Almanac Music: Not Quite Bob – Vital Brits and a Non Brit – Nick Drake, John Martyn, Billy Bragg, Joe Henry



Not Quite Bob – Vital Brits and a Non Brit – Nick Drake, John Martyn, Billy Bragg, Joe Henry


Over past Dover, folk and it’s offshoots were popular around the time it took hold in the US.  These artists played a part in that and, looking for a place for him in this series, I’ve added in Joe Henry, most definitely not a Brit.




Nick Drake


It strikes a bit of a bum note to lead with another tragic early demise but Nick Drake is an almost prototypical NQB artist.  7 years younger but dead at 26, Drake is a sweeter voiced, more melancholy singer than Bob but still very much in the same vein.  He’s a late breaking news artist for me because I really wasn’t aware of him until a song of his featured in the soundtrack for a film called Garden State in 2004.  The song is called ‘One of These Things First’ and it appears on his second album called Bryter Layter, in 1970.



If you want to follow up the soundtrack for the film it’s got songs from The Shins, Iron and Wine, Simon & Garfunkel, Coldplay (for the record: not a fan), Colin Hay and the Thievery Corporation and other lesser knowns and it works really well with the film.  Not all of them do.  The film is an ode to the travails of yoof and stands up pretty well I think.


There’s only 3 Nick Drake albums to pick from and I think the best of those is 1972’s Pink Moon.



Sadly he’s dead two years later a victim of his own depression but his legacy prevails.  Paul Weller, Aimee Mann, Kate Bush, Beck and Robyn Hitchcock claim him as an influence amongst many others.






John Martyn


And among the many others is a contemporary and friend in John Martyn.  Also a troubled soul, Martyn created his own unique brand of folk inflected music which featured blues, rock and jazz elements wound into a particular John Martyn sound.  Also born in 1948 Martyn becomes active around the same time as Drake in 1967 and initially records with his wife Beverley on Stormbringer and The Road To Ruin both in 1970.  His label Island decides he will be more marketable as a solo act although his wife continues to appear both on record and live.  His most famous early album is Solid Air in 1973 and from there here is ‘May You Never’.
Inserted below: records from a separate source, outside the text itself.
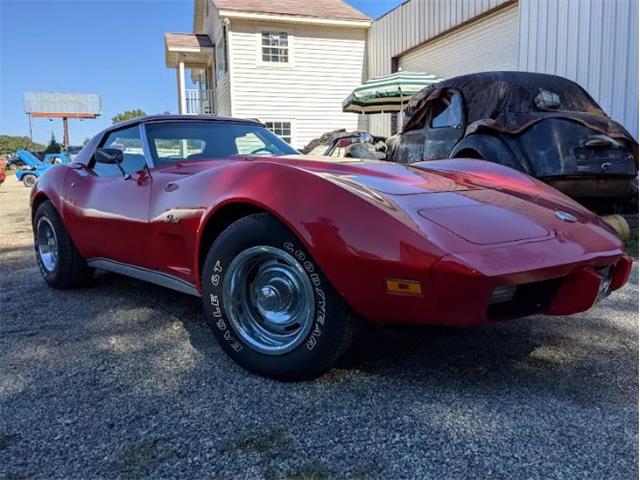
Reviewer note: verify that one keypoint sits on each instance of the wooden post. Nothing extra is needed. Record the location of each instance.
(65, 135)
(182, 101)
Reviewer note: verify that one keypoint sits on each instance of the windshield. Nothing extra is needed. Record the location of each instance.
(172, 142)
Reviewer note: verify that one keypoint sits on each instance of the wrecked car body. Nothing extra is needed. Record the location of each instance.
(546, 126)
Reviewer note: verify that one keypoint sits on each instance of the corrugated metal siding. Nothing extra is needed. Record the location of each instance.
(490, 43)
(593, 42)
(409, 25)
(326, 65)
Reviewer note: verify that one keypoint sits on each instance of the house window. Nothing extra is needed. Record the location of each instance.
(275, 47)
(282, 129)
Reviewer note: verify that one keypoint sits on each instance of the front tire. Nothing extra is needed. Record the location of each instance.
(270, 307)
(29, 180)
(60, 263)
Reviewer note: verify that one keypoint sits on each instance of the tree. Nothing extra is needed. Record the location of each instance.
(10, 144)
(54, 146)
(128, 115)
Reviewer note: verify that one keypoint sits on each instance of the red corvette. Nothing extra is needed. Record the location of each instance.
(287, 251)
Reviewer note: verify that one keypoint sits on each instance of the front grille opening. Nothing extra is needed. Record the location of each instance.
(522, 300)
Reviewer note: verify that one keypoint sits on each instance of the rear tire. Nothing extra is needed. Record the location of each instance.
(29, 180)
(60, 263)
(270, 307)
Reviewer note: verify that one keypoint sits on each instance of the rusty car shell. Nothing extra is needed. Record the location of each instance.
(543, 125)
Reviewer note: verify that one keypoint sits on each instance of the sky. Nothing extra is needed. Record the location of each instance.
(110, 47)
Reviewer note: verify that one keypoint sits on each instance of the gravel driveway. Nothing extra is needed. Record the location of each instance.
(123, 379)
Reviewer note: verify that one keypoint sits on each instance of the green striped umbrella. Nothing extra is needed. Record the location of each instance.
(387, 94)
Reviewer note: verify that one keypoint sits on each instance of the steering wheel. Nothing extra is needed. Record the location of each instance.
(261, 149)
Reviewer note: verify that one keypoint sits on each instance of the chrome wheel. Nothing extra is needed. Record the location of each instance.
(269, 299)
(47, 244)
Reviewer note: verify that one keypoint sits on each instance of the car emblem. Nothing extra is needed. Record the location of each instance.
(565, 217)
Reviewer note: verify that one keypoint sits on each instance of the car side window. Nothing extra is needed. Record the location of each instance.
(249, 143)
(446, 112)
(128, 140)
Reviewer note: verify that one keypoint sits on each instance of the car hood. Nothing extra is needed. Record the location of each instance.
(479, 208)
(383, 177)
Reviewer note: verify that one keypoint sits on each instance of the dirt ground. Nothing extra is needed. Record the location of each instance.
(123, 380)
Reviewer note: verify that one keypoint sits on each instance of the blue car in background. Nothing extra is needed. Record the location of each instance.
(34, 167)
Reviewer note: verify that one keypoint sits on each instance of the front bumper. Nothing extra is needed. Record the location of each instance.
(562, 289)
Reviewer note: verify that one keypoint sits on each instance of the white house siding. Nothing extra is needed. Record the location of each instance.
(409, 25)
(222, 95)
(326, 64)
(593, 42)
(489, 43)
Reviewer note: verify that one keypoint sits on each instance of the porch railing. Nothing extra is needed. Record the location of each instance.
(199, 101)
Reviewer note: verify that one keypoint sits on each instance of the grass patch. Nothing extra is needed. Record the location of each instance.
(632, 245)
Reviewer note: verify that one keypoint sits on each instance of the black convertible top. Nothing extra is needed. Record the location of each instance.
(510, 102)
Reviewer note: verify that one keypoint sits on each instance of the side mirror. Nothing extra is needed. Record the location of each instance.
(109, 156)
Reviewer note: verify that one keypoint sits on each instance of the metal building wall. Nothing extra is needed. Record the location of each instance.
(593, 42)
(409, 25)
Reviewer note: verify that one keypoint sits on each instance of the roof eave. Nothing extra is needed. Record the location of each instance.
(274, 17)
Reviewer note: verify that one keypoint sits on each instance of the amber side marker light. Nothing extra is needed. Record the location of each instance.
(399, 286)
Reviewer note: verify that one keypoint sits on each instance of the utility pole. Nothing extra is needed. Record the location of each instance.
(65, 135)
(30, 133)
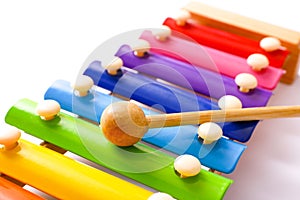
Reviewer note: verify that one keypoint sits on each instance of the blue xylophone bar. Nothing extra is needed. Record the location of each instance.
(222, 156)
(170, 99)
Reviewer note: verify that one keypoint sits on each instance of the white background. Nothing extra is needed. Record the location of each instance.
(41, 41)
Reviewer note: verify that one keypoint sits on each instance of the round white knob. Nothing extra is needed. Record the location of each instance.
(229, 102)
(162, 33)
(160, 196)
(140, 48)
(187, 165)
(9, 137)
(113, 67)
(82, 85)
(258, 61)
(182, 17)
(246, 82)
(209, 132)
(48, 109)
(270, 44)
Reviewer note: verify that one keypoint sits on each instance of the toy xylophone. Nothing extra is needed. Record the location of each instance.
(192, 77)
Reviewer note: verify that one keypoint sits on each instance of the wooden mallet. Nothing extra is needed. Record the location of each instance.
(124, 123)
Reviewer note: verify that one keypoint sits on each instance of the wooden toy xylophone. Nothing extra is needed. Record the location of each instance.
(189, 81)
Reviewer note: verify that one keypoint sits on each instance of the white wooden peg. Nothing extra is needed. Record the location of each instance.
(258, 61)
(160, 196)
(270, 44)
(246, 82)
(9, 137)
(140, 48)
(48, 109)
(187, 165)
(82, 85)
(229, 102)
(162, 33)
(182, 17)
(113, 67)
(210, 132)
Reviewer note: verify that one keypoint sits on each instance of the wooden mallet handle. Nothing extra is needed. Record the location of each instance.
(245, 114)
(124, 123)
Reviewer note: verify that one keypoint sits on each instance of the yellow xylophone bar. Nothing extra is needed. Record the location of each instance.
(63, 177)
(250, 28)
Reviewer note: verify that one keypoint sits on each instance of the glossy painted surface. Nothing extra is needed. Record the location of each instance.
(222, 156)
(211, 59)
(63, 177)
(227, 42)
(11, 191)
(200, 80)
(139, 162)
(164, 97)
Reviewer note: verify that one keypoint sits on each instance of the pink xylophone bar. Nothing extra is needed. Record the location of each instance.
(242, 26)
(198, 55)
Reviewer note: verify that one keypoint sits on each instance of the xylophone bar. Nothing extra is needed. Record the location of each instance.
(211, 59)
(169, 99)
(63, 177)
(224, 41)
(11, 191)
(205, 82)
(223, 156)
(250, 28)
(139, 162)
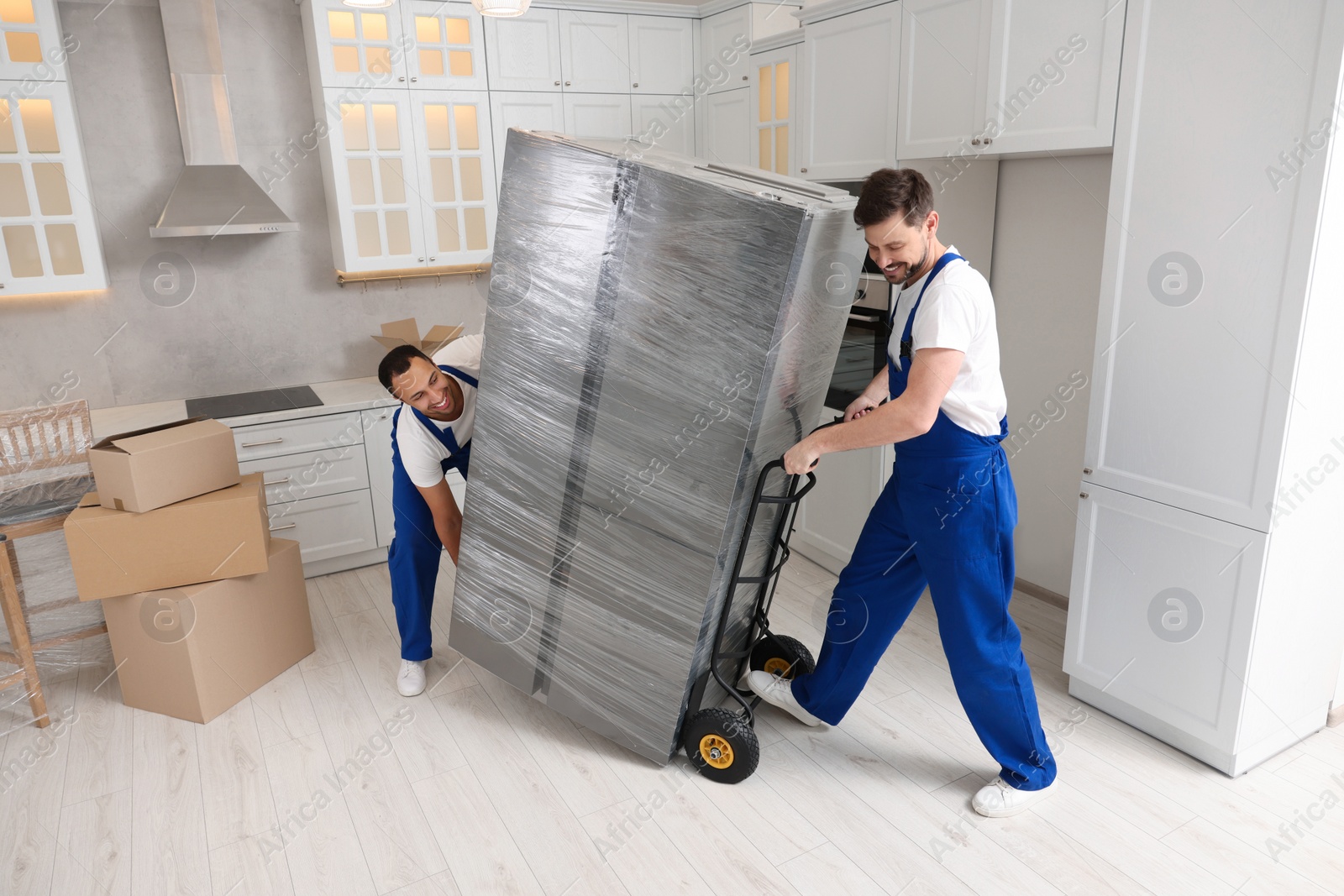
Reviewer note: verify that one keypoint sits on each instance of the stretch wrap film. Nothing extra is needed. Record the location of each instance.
(34, 497)
(659, 329)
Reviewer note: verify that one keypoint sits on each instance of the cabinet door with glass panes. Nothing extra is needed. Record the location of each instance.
(49, 231)
(31, 45)
(374, 179)
(456, 170)
(449, 50)
(773, 80)
(356, 47)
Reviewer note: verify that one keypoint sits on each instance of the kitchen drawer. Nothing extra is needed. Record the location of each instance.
(333, 526)
(291, 437)
(311, 474)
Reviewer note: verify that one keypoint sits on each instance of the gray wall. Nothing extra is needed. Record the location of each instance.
(266, 309)
(1050, 233)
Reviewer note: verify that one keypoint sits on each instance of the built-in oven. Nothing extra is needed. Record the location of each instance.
(864, 351)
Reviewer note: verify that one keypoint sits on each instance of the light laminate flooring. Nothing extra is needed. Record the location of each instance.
(328, 782)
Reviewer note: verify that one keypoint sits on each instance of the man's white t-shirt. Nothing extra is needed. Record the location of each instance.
(423, 453)
(958, 312)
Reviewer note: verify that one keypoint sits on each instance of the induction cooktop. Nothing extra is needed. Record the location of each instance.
(245, 403)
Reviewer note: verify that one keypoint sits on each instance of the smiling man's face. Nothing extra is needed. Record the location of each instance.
(429, 390)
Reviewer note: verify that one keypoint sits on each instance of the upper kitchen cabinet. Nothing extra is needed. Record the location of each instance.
(449, 45)
(358, 47)
(30, 35)
(596, 51)
(773, 82)
(662, 54)
(524, 53)
(944, 74)
(49, 231)
(848, 90)
(1055, 74)
(1008, 76)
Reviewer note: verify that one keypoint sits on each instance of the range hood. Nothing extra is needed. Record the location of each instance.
(214, 195)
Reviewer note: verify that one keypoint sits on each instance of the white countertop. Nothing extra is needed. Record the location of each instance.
(338, 396)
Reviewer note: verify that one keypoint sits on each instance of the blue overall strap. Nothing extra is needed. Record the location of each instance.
(906, 338)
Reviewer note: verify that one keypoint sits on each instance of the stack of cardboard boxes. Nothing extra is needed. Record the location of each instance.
(203, 606)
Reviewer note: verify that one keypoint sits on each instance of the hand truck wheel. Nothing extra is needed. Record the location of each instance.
(781, 656)
(722, 746)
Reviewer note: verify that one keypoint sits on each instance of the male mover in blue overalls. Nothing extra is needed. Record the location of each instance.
(432, 434)
(947, 515)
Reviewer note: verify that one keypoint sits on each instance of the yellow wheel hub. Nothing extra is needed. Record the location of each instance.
(716, 752)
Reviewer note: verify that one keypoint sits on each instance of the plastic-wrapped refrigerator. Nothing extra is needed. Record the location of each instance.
(658, 329)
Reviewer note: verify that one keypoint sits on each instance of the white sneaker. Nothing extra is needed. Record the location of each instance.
(999, 799)
(410, 680)
(779, 692)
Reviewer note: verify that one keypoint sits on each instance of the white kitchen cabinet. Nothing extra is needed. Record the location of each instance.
(662, 53)
(456, 175)
(596, 51)
(378, 453)
(328, 527)
(31, 43)
(1213, 436)
(524, 53)
(1008, 76)
(1055, 74)
(944, 74)
(667, 123)
(726, 36)
(49, 230)
(374, 181)
(597, 116)
(774, 120)
(358, 47)
(526, 110)
(833, 512)
(449, 45)
(848, 93)
(726, 134)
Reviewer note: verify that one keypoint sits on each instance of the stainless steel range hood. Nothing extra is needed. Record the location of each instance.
(214, 195)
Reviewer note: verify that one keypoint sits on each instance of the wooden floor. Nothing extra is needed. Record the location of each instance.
(481, 790)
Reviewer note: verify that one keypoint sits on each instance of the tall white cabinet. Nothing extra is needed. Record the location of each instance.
(49, 230)
(1205, 604)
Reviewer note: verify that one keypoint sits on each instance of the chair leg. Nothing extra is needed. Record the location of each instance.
(18, 626)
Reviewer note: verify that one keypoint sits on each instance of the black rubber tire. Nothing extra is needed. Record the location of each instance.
(790, 653)
(721, 745)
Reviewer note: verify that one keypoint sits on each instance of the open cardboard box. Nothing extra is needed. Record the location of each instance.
(161, 465)
(213, 537)
(407, 333)
(195, 652)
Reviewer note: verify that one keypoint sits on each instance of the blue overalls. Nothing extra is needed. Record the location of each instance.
(413, 558)
(944, 520)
Like another contemporary in Richard Thompson his guitar skill is already evident and through the rest of his career he experiments with guitar sound playing acoustic instruments through various electronic gadgets to create a John Martyn sound.


In 1977 on One World here is ‘Big Muff’ as an example.




He records on Island until 1980 (and once later in the 90’s) and those albums are his best known work.  I’m going to have to admit that my constant decrying of Best Ofs may in fact be disingenuous because a terrific comp called Sweet Little Mysteries sits nestled after Aimee Mann and before J Mascis in the CD drawer.  I can’t find it as released on the streamers but this one is an expanded version for you to sample.  Lots of gems here.



Martyn records until his death in 2009.  Acute respiratory distress gets him in the end after years of drug and alcohol abuse.   The music survives though as a reminder of the talent.  Near the end of his life he is monstrously overweight and ravaged by diabetes but in better days here at the Cambridge Folk Festival in 1985.







Billy Bragg


Born in Essex in 1957 Billy cites his influences as the Faces and the Stones but also, yes, Bobby D.  And it shows in the songs and the stance he takes in them.  He’s also influenced by the times he found himself in in England in the 80’s.  The rise of Thatcherism gives Billy a pulpit for his songs as a clearly aligns himself with the causes of the left and I ‘m sure I’m on safe ground suggesting that he’d happily cop to the ‘political songwriter’ tag.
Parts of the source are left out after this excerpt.